The media, quick to notice stumbling blocks and setbacks, seems unable to mention the obvious truth that al Qaeda and their Sunni allies, along with similar efforts by Shia militias trained and equipped by Iran, are also in their own version of a surge to counter our own.

Shia death squads will step up attacks against Sunni civilians in an effort to stoke Sunni militancy, just as the Islamic State of Iraq, a Sunni insurgent umbrella group, attempts to goad Sunnis into attacks against Shia, and al Qaeda continues to indiscriminately target Sunni, Shia, and Kurd to increases tensions among all groups.

What the U.S. military is hoping to accomplish with the COIN doctrine will not end the insurgency overnight, nor was that ever the promise. What it does intend, and where it is succeeding, is in engaging the Iraqis and helping civilians tired of war turn on Sunni, Shia, and al Qaeda militants among them.

As Dollard and others have noted, and as the British noted in Mayala, insurgencies are only viable as long as the population will support them. While it typically takes a decade or longer to completely defeat an insurgency, they rarely (never?) succeed once the bulk of the population turns against them. Once that tipping point is reached, much more blood may yet be spilled, but the final outcome all but assured.

Dollard is correct when he states al Qaeda in Iraq may end in Diyala. The tipping point against them seems to have already been reached in al Anbar, with the bulk of their former allies turning against them, and now hunting them down like dogs. As the Diyala Awakening gathers momentum, al Qaeda and aligned insurgents will no doubt mount more spectacular, bloody attacks in an attempt to intimidate the population into compliance. Like in al Anbar, those attacks are only likely to fuel anti-al Qaeda, anti-insurgency sentiment.
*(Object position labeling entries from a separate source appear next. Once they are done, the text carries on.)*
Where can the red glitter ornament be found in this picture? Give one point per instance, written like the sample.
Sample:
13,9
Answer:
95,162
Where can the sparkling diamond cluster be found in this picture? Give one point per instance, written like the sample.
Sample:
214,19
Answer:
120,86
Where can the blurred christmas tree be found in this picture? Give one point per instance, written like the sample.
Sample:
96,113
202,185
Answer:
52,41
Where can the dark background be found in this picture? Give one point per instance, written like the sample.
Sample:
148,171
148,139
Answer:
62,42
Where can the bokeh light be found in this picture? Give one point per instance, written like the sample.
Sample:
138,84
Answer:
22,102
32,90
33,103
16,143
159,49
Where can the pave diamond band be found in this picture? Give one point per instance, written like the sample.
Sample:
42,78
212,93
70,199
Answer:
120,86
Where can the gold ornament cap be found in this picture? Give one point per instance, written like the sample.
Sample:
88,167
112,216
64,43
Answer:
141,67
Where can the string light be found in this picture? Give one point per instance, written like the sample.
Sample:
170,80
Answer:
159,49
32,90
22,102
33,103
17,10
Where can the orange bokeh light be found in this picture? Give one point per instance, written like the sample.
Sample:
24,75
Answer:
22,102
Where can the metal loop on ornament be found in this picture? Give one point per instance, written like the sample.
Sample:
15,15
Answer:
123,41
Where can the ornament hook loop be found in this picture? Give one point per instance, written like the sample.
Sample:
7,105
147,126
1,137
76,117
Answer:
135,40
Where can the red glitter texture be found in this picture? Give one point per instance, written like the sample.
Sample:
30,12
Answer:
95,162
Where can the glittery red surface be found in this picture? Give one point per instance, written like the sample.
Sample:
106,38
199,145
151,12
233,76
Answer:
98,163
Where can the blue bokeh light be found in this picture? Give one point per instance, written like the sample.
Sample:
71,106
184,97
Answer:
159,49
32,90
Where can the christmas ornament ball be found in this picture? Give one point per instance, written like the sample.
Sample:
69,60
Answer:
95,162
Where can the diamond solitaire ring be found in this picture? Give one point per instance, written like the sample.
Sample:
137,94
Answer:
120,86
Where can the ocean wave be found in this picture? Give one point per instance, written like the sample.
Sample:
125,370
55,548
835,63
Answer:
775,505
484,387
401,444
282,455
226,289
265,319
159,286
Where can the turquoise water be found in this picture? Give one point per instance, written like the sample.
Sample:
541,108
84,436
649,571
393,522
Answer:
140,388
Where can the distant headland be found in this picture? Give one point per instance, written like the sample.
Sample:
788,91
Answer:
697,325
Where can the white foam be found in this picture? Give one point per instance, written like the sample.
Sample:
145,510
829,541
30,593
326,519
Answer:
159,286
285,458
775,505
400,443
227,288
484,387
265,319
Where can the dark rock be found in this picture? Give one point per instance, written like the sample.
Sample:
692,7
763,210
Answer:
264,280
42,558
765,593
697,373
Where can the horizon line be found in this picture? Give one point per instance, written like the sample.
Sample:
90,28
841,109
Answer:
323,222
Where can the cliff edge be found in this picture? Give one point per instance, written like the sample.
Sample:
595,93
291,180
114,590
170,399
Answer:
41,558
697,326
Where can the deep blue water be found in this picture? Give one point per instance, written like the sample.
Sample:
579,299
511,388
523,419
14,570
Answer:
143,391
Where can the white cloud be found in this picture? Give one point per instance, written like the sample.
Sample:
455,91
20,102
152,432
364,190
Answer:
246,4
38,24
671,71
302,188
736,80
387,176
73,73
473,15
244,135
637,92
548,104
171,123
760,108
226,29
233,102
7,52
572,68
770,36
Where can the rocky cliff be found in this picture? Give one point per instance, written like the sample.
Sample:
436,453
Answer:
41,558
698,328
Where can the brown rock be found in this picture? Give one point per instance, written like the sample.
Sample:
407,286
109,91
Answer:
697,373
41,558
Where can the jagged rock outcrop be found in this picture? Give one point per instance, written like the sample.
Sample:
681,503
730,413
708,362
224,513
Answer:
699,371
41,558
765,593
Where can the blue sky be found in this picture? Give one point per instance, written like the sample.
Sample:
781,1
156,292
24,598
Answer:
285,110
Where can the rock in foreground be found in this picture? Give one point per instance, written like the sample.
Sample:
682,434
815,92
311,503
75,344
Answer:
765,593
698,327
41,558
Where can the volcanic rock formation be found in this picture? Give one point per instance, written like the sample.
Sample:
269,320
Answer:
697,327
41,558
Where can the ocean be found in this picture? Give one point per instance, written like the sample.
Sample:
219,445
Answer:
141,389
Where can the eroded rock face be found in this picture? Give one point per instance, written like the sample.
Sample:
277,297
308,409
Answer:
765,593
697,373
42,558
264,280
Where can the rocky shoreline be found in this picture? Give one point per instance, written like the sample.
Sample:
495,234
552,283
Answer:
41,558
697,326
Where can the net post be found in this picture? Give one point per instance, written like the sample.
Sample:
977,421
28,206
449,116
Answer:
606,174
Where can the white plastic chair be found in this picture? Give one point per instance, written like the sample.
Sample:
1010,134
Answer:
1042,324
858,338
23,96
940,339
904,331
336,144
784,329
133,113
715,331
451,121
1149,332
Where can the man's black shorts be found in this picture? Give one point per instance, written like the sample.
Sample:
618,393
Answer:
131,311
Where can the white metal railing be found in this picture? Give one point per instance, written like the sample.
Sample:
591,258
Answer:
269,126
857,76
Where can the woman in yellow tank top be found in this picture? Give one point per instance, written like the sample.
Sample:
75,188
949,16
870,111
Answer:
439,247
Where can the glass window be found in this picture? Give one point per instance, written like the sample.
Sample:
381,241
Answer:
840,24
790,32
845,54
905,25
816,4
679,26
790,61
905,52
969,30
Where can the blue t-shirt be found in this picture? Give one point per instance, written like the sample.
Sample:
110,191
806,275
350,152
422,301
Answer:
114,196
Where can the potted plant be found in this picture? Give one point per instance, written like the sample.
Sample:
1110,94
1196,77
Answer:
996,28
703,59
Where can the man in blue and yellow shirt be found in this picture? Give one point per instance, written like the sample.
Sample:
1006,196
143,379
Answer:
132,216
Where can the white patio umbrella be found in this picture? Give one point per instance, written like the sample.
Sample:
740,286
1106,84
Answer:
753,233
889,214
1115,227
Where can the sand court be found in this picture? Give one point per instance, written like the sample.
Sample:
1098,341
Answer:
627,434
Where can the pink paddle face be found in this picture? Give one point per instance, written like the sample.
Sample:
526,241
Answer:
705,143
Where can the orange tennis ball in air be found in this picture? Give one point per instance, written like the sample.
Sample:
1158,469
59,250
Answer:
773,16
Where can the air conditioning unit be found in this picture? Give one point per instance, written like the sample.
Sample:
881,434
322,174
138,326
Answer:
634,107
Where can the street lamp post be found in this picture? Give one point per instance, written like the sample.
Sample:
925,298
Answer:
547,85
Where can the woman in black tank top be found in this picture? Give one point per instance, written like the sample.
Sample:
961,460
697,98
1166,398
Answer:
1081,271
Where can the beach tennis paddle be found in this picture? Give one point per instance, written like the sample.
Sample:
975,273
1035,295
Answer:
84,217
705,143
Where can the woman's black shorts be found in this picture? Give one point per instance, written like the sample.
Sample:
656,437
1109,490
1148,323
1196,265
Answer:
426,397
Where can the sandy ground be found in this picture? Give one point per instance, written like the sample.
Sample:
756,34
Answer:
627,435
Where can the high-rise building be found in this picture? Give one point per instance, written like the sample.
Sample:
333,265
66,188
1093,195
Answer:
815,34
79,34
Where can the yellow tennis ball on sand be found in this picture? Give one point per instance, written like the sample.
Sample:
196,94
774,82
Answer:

It is still very possible, considering the political climate, that we can still lose the war in Iraq because of its unpopularity here in the United States, and a corrupt and incompetent Iraqi government apparently more interested in personal profit than national unity and reconciliation. Our military is stretched close to its limits, and the will of Iran and Syria to continue supporting various militias and insurgent groups does not appear to lack resolve, or any real consequences for their support from either the United Nations or the United States.

The governments of the United States, Great Britain, Syria, Iran, Saudi Arabia and perhaps a dozen other countries near and far are attempting to shape Iraq's future for their own best interests. The various religions, sects, and tribes within Iraq have formed and split alliances over the past four-plus years, attempting to do what they think is best for themselves. With all of these internal and external actors attempting to exert power and influence, it is ultimately up to the Iraqi people to determine which fate will envelope their nation. Perhaps the rise of The Awakening al Anbar and Diyala are an indication that the future they are choosing is one of hope amidst the carnage.

Posted by Confederate Yankee at May 14, 2007 09:20 AM

I've seen this in several places and I know this will come as a surprise to some of your more right-leaning readers, but I hope this is true.

Yes, a liberal who wants us to succeed in Iraq. Shocking, I know.

As for the Iraqis finally getting tired of getting blown up every time they go out for a loaf of bread, it's about d**n time.